Columnar or Fastigiate trees
To the botanist, the word fastigiate means ‘with parallel, erect, clustered branches’. It has become more widely used in a more generalized sense for trees with narrow crowns. All those mentioned are derived from natural sports and do not come true from seed (if that is produced). They are propagated as cultivars. They generally need careful pruning when young to ensure the necessary erect growth.

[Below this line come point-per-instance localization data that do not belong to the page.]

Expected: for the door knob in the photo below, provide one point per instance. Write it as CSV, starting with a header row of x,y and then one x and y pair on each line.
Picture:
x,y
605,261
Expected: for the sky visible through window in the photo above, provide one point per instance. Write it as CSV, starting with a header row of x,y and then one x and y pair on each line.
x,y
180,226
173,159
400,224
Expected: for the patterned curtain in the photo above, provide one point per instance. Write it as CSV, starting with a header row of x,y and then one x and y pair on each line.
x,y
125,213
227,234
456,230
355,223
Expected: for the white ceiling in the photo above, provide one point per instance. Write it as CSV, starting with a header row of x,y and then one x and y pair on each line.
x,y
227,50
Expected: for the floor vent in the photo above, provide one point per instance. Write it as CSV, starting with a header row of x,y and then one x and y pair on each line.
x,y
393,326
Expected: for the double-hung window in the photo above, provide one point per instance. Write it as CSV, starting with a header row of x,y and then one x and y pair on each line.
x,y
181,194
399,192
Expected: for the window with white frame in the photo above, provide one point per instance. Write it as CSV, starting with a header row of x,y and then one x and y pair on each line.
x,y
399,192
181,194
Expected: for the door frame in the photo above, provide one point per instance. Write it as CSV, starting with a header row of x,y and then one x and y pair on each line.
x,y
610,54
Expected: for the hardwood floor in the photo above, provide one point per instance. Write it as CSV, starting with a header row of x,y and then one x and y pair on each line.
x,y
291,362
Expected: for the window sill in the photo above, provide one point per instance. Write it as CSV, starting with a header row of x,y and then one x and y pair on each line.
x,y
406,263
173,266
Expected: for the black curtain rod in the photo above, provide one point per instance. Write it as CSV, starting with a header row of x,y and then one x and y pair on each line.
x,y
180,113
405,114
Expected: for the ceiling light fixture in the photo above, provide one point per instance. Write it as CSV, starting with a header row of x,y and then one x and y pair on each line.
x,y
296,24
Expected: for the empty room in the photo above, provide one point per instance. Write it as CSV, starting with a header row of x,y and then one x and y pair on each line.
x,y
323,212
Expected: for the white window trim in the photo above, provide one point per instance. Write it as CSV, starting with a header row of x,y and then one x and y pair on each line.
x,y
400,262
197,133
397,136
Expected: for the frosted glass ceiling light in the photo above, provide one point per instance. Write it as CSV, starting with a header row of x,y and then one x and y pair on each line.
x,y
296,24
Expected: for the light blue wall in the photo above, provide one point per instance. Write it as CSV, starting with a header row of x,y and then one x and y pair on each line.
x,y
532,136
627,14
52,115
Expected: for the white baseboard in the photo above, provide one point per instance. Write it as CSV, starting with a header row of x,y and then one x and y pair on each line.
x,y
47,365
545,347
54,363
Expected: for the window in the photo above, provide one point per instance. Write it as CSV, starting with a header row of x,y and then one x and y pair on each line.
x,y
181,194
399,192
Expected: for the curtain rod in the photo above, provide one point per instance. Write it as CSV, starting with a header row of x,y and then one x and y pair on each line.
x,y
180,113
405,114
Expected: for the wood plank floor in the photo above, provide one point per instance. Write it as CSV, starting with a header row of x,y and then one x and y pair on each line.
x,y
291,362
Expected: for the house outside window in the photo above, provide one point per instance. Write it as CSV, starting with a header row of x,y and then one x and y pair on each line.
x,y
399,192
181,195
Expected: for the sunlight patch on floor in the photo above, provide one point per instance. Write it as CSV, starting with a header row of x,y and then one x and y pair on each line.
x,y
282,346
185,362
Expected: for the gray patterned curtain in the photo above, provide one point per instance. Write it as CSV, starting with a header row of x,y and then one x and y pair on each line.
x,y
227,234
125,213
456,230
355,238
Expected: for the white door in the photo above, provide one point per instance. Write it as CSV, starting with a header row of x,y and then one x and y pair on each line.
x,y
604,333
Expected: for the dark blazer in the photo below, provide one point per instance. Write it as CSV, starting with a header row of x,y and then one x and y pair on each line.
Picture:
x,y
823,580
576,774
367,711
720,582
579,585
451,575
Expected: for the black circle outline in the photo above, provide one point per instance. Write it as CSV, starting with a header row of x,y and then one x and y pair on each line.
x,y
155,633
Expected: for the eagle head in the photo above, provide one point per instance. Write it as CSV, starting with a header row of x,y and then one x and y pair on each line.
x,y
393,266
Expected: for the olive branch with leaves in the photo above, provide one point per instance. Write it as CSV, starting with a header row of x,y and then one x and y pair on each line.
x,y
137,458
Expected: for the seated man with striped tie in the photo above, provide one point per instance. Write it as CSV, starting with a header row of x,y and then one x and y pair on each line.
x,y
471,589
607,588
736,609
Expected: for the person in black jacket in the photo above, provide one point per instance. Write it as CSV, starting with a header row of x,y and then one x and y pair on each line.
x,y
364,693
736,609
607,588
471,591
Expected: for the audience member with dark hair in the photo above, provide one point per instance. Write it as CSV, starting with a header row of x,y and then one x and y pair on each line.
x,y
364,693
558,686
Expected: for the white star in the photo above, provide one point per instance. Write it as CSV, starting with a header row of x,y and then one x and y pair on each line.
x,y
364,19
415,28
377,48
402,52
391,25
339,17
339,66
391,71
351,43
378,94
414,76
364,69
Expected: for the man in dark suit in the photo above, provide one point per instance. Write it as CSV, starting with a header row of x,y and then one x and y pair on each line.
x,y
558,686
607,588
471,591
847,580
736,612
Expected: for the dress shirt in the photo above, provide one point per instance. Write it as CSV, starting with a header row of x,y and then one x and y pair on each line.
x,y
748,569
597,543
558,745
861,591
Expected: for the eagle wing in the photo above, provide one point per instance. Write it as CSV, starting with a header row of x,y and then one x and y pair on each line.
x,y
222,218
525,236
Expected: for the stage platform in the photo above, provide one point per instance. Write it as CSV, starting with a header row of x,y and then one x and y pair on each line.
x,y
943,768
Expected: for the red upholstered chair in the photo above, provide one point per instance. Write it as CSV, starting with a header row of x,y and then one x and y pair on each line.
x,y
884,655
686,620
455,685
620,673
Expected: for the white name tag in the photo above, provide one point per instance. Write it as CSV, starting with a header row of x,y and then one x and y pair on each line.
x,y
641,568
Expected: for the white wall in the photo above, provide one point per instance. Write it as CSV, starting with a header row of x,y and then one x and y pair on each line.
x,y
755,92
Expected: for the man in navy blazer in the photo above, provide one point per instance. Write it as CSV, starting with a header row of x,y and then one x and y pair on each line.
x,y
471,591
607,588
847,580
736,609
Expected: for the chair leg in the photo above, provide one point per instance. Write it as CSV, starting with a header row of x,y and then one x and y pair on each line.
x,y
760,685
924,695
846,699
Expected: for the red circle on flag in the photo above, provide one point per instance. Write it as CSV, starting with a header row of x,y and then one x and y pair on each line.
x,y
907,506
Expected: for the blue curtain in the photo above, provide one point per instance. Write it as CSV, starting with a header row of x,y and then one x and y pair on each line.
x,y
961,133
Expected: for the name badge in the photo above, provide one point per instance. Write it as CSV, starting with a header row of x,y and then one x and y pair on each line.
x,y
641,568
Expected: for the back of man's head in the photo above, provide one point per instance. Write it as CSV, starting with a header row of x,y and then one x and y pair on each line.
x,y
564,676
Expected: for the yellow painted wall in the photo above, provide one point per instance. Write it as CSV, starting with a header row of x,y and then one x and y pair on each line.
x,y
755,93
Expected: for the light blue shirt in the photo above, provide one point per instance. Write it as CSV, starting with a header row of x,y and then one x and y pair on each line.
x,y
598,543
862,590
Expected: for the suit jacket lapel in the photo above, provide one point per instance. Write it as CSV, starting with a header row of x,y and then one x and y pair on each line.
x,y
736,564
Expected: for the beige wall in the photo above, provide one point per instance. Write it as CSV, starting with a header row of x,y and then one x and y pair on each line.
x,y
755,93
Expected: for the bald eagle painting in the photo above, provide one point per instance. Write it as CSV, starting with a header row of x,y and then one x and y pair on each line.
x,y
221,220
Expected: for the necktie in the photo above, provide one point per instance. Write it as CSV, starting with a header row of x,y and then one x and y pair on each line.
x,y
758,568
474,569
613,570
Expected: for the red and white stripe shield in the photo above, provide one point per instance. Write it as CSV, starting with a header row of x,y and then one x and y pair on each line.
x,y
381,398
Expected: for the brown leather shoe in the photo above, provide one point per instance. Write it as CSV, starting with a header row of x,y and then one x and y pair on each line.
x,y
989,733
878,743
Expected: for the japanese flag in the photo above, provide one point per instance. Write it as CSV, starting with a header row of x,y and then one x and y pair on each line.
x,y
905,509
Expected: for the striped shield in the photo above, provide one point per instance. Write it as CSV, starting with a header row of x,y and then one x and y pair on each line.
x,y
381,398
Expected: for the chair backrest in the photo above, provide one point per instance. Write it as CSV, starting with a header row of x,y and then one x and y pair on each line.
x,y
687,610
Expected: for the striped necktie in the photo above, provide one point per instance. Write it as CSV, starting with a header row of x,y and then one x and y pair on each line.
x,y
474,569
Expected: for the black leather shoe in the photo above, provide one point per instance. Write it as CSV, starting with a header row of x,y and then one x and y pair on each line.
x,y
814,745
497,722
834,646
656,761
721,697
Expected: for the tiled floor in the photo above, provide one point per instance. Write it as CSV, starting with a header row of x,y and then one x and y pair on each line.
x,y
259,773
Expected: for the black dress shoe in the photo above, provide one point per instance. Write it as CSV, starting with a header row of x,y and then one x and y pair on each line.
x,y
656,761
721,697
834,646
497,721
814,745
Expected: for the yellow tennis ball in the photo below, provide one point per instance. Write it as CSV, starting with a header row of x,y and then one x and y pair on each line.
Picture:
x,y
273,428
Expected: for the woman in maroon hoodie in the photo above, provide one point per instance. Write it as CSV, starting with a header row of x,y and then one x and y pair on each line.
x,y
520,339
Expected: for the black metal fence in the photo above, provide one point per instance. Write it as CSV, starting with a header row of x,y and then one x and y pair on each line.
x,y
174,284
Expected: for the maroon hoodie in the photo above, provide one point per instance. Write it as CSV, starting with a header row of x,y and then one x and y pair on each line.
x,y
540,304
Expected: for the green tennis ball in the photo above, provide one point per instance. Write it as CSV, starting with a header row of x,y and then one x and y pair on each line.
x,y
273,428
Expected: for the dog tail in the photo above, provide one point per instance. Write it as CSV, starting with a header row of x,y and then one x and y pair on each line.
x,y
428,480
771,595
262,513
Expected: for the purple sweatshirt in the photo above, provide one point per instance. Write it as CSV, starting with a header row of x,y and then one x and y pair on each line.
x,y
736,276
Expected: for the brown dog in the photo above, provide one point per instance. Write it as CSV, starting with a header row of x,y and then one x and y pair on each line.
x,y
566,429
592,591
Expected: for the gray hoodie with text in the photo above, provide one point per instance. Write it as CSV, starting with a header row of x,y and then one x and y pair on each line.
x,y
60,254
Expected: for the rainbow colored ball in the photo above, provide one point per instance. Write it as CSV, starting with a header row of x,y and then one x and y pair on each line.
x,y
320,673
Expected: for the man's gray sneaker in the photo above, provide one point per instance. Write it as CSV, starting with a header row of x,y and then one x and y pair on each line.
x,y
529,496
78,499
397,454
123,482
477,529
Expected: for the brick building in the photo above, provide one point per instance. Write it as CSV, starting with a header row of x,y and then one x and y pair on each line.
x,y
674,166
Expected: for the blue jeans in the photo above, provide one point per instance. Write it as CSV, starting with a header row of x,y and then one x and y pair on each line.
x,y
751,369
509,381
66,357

Their placing needs great care, as they inevitably have an unnatural look. Fastigiate conifers accord well when planted in the regular pattern of formal gardens-the use of the true cypress in the great Italian gardens of the Renaissance. Fastigiate trees can be skilfully used, too, for adding a steadying vertical element to a steeply sloping site. The planting of a ‘pair one on either side of the introduction to a vista can be very effective. Some of the less erect-growing are excellent for planting in narrow roads, or, for example, at thecentere of a lawn where space is limited.
ACER SACCHARINUM PYRAMIDALE An upright form of the silver maple, useful for street planting.
BETULA PENDULA FASTIGIATA This is an erect, slow-growing form of the common birch, resembling an erect besom.
CARPINUS BETULUS FASTIGIATA This is a valuable pyramidal rather than truly fastigiate cultivar of the hornbeam.
CRATAEGUS MONOGYNA STRICTA This has a narrow, erect-growing crown.
FAGUS SYLVATICA FASTIGIATA
The Dawyck beech is a good erect tree.
LABURNUM ANAGYROIDES PYRAMIDALIS This is an upright laburnum.
LIRIODENDRON TULIPIFERA FASTIGIATUM
A narrow-growing form of the tulip tree.
MALUS HUPEHENSIS ROBUSTA This has large white flowers and fairly erect growth. M. prunifolia fastigiata,the fastigiate Siberian crab.